Lapatinib

When ATH:
L01XE07

Pharmacological action

The antitumor agent, reversible, selective inhibitor of the intracellular tyrosine kinase. Associated with the epidermal growth factor receptor (epidermal growth factor receptor – EGFR/ErbB1 и human epidermal growth factor receptor – HER2 /neu/ЕrbВ2 ). It differs from other tyrosine kinase inhibitors bystroobratimyh slower dissociation with ErbB1- and ErbV2 receptors (period of dissociation 50% ligand from the ligand-receptor complex is approximately 300 m).

In addition to its own in vitro activity has been demonstrated additive activity of lapatinib and 5-fluorouracil (the active metabolite of capecitabine) when used in combination for four tumor cell lines. The inhibitory effect was evaluated for trastuzumab-treated cells. Lapatinib demonstrated significant activity on tumor cell lines immortalized in media, containing trastuzumab, that shows no cross-resistance between the two ligands HER2 / neu / ErbB2 .

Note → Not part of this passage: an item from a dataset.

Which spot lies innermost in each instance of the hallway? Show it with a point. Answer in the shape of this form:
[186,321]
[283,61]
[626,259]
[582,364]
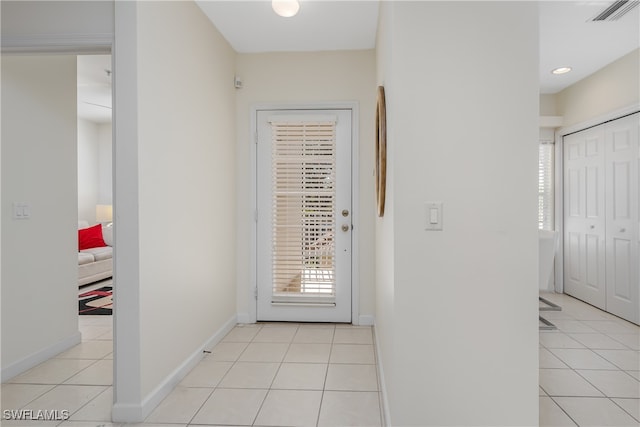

According to the research lapatinib is an active drug, when administered as monotherapy in patients with metastatic breast cancer. The results showed, that the combined use of lapatinib with capecitabine for the treatment of patients with erbB2-positive advanced breast cancer increases the time to progression, and significantly, and significantly reduces the risk of disease progression.

It was identified a trend towards improved survival, and reduced the risk of death.

Pharmacokinetics

Absorption after oral administration is incomplete and variable. The coefficient of variability of AUC is from about 50 to 100%. Defined in the systemic circulation at a mean 0.25 no (range 0-1.5 no). Cmax is reached after about 4 h after administration of lapatinib.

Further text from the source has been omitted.